LLMs are not true AI
The first obvious thing to say is that LLMs are simply not a suitable technology for any of the physical capabilities. LLMs don’t exist in the real world at all, and the challenges posed by robotic AI are far, far removed from those that LLMs were designed to address. And in fact, progress on robotic AI has been much more modest than progress on LLMs. Perhaps surprisingly, capabilities like manual dexterity for robots are a long way from being solved. Moreover, LLMs suggest no way forward for those challenges.
Of course, one can easily imagine an AI system that is pure software intellect, so to speak, so how do LLMs shape up when compared to the mental capabilities listed above? Well, of these, the only one that LLMs really can claim to have made very substantial progress on is natural language processing, which means being able to communicate effectively in ordinary human languages. No surprise there; that’s what they were designed for.

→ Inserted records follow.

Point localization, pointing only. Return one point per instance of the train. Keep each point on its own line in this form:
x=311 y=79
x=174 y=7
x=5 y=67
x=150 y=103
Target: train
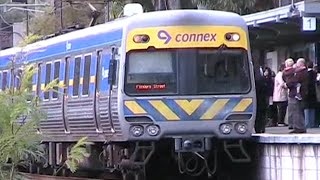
x=179 y=79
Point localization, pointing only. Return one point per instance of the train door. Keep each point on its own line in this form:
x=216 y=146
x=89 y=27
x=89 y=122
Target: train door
x=51 y=100
x=107 y=94
x=79 y=106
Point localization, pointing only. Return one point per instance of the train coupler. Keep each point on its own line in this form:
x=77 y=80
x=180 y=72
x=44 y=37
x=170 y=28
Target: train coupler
x=192 y=144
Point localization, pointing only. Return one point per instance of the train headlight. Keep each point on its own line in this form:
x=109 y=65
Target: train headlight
x=153 y=130
x=241 y=128
x=136 y=131
x=232 y=37
x=141 y=38
x=226 y=128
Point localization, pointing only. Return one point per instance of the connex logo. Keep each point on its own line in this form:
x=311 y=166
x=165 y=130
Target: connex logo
x=187 y=37
x=164 y=35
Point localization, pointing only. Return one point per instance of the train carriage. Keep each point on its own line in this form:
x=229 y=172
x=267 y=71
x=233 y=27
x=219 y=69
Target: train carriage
x=183 y=75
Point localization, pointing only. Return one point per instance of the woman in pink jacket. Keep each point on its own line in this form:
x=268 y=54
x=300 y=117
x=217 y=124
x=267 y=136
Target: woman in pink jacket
x=280 y=96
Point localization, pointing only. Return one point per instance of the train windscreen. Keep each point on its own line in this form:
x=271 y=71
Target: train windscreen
x=187 y=72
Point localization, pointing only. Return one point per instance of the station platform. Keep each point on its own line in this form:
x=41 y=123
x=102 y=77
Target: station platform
x=279 y=135
x=284 y=156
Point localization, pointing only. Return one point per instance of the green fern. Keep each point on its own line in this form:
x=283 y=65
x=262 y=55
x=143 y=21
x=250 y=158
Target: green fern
x=77 y=154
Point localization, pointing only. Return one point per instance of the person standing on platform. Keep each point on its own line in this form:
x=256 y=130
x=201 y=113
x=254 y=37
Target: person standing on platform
x=261 y=93
x=287 y=75
x=311 y=97
x=296 y=106
x=280 y=96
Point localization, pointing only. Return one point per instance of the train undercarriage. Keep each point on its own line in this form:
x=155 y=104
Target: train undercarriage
x=188 y=157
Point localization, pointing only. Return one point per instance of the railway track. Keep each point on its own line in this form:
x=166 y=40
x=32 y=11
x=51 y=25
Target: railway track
x=27 y=176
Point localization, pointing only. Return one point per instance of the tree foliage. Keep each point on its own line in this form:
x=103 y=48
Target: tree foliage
x=20 y=116
x=238 y=6
x=20 y=144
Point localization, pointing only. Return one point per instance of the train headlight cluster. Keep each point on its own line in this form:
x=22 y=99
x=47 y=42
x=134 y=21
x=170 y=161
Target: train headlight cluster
x=153 y=130
x=226 y=128
x=241 y=128
x=136 y=131
x=139 y=130
x=232 y=37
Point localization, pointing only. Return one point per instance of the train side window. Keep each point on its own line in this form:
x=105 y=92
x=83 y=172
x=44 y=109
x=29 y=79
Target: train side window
x=98 y=73
x=18 y=77
x=66 y=75
x=76 y=77
x=56 y=74
x=47 y=80
x=39 y=80
x=86 y=76
x=4 y=80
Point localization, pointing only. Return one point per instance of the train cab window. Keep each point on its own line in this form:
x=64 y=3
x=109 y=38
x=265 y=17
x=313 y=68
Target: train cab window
x=47 y=79
x=56 y=74
x=223 y=71
x=76 y=76
x=86 y=76
x=4 y=80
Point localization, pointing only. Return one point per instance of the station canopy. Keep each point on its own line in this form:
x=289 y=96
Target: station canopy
x=285 y=25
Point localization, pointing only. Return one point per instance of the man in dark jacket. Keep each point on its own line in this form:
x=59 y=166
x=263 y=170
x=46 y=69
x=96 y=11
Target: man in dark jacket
x=295 y=106
x=288 y=75
x=311 y=97
x=261 y=87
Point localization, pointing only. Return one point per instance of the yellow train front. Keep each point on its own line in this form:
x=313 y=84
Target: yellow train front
x=187 y=75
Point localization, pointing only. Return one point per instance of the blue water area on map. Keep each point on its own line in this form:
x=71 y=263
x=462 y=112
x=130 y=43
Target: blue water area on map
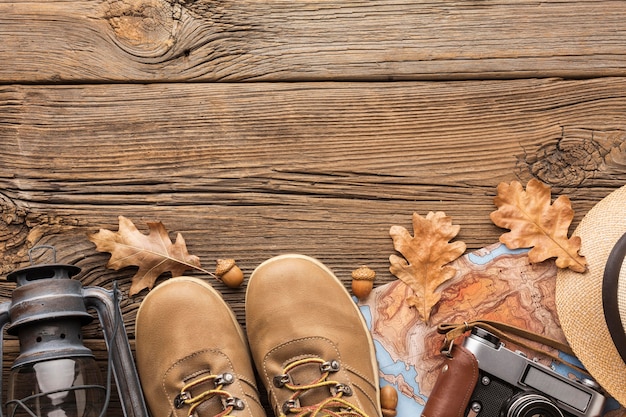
x=497 y=251
x=406 y=406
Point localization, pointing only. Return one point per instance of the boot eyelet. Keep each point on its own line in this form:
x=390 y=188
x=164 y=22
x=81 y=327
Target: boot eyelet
x=330 y=366
x=281 y=380
x=179 y=401
x=343 y=389
x=224 y=379
x=235 y=402
x=289 y=405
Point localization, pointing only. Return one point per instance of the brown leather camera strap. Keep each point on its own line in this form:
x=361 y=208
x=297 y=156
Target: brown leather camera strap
x=504 y=331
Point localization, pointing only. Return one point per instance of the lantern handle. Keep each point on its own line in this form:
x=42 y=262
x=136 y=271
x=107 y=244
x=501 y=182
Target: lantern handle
x=50 y=247
x=106 y=303
x=4 y=319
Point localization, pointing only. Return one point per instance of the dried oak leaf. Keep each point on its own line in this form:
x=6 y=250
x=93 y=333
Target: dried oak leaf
x=535 y=223
x=426 y=255
x=153 y=253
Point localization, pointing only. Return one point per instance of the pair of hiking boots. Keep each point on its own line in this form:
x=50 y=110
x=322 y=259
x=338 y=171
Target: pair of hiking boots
x=304 y=333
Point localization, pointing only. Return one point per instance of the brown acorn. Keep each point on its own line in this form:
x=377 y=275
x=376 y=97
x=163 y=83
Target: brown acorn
x=388 y=401
x=362 y=282
x=228 y=271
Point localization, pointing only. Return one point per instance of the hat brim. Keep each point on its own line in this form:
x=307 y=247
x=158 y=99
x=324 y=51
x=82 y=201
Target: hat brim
x=579 y=296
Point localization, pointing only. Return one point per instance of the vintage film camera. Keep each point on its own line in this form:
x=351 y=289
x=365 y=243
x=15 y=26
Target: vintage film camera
x=511 y=385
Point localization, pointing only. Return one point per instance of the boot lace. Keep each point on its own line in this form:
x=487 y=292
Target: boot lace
x=335 y=405
x=229 y=403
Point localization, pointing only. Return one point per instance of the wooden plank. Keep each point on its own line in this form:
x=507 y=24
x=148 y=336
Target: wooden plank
x=250 y=171
x=278 y=40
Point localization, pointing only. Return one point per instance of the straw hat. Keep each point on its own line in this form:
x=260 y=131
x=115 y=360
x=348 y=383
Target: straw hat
x=593 y=328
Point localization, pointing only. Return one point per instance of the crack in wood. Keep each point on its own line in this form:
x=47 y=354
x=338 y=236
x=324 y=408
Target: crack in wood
x=578 y=155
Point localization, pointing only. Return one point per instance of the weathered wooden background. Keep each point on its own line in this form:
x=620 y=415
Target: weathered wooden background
x=256 y=128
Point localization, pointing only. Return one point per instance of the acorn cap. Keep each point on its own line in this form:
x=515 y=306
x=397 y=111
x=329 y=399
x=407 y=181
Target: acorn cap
x=363 y=273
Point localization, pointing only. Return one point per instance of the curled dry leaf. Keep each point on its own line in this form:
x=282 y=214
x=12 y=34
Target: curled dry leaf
x=426 y=255
x=537 y=224
x=153 y=253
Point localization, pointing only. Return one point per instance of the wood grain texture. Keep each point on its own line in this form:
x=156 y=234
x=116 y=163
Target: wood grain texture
x=279 y=40
x=256 y=128
x=325 y=169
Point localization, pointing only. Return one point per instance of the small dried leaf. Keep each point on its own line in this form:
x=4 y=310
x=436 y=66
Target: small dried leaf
x=153 y=253
x=426 y=255
x=536 y=223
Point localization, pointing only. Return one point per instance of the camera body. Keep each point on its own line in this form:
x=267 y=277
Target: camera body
x=511 y=385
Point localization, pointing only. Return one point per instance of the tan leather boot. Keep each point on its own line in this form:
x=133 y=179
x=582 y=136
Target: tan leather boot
x=192 y=356
x=309 y=341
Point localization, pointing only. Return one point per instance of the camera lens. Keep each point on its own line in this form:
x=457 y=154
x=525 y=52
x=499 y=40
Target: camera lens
x=530 y=405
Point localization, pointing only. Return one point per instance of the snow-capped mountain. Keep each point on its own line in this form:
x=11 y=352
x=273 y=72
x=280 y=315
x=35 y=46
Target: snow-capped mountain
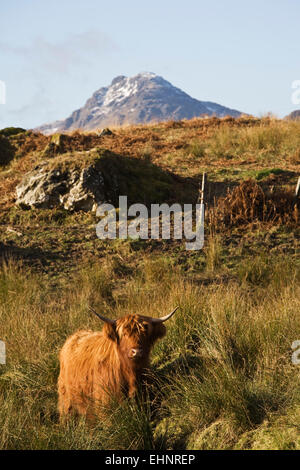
x=143 y=98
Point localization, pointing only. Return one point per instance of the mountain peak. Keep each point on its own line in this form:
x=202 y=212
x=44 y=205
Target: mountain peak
x=142 y=98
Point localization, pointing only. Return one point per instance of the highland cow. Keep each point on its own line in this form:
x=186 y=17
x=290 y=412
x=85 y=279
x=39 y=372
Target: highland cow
x=98 y=366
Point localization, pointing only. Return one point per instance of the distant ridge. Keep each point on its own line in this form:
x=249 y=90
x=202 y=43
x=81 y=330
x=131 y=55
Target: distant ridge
x=146 y=97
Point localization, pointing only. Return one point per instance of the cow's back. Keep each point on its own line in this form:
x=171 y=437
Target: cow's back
x=80 y=371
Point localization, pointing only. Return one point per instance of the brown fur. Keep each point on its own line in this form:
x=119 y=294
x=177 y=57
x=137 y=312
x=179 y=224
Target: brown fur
x=96 y=366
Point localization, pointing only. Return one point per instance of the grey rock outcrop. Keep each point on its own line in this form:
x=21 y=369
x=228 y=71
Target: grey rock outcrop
x=72 y=189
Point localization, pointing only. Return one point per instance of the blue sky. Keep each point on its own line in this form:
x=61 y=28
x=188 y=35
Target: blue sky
x=54 y=55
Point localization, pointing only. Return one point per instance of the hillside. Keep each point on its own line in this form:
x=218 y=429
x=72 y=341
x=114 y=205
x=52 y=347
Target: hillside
x=144 y=98
x=224 y=378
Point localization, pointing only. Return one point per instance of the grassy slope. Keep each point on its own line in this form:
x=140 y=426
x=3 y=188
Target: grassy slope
x=224 y=371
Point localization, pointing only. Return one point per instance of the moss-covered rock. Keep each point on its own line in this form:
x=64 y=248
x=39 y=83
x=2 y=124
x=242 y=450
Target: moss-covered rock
x=11 y=131
x=7 y=151
x=83 y=180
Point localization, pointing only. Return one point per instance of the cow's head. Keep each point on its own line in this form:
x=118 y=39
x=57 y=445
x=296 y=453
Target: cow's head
x=135 y=334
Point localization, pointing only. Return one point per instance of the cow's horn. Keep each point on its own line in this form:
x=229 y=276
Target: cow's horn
x=165 y=318
x=106 y=320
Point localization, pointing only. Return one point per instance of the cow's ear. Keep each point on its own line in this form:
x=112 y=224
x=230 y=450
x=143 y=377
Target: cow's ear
x=110 y=331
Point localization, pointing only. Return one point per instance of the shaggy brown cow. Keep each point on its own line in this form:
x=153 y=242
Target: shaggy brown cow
x=95 y=366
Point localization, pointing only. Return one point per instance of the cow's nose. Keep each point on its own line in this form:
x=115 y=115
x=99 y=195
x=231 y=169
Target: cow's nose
x=135 y=352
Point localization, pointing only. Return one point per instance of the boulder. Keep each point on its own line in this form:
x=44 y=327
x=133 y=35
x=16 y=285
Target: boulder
x=71 y=189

But their dazzling competence in human-like communication perhaps leads us to believe that they are much more competent at other things than they are. They can do some superficial logical reasoning and problem solving, but it really is superficial at the moment. But perhaps we should be surprised that they can do anything beyond natural language processing. They weren’t designed to do anything else, so anything else is a bonus — and any additional capabilities must somehow be implicit in the text that the system was trained on.
For these reasons, and more, it seems unlikely to me that LLM technology alone will provide a route to “true AI.” LLMs are rather strange, disembodied entities. They don’t exist in our world in any real sense and aren’t aware of it. If you leave an LLM mid-conversation, and go on holiday for a week, it won’t wonder where you are. It isn’t aware of the passing of time or indeed aware of anything at all. It’s a computer program that is literally not doing anything until you type a prompt, and then simply computing a response to that prompt, at which point it again goes back to not doing anything. Their encyclopedic knowledge of the world, such as it is, is frozen at the point they were trained. They don’t know of anything after that.
And LLMs have never experienced anything. They are just programs that have ingested unimaginable amounts of text. LLMs might do a great job at describing the sensation of being drunk, but this is only because they have read a lot of descriptions of being drunk. They have not, and cannot, experience it themselves. They have no purpose other than to produce the best response to the prompt you give them.
This doesn’t mean they aren’t impressive (they are) or that they can’t be useful (they are). And I truly believe we are at a watershed moment in technology. But let’s not confuse these genuine achievements with “true AI.” LLMs might be one ingredient in the recipe for true AI, but they are surely not the whole recipe — and I suspect we don’t yet know what some of the other ingredients are.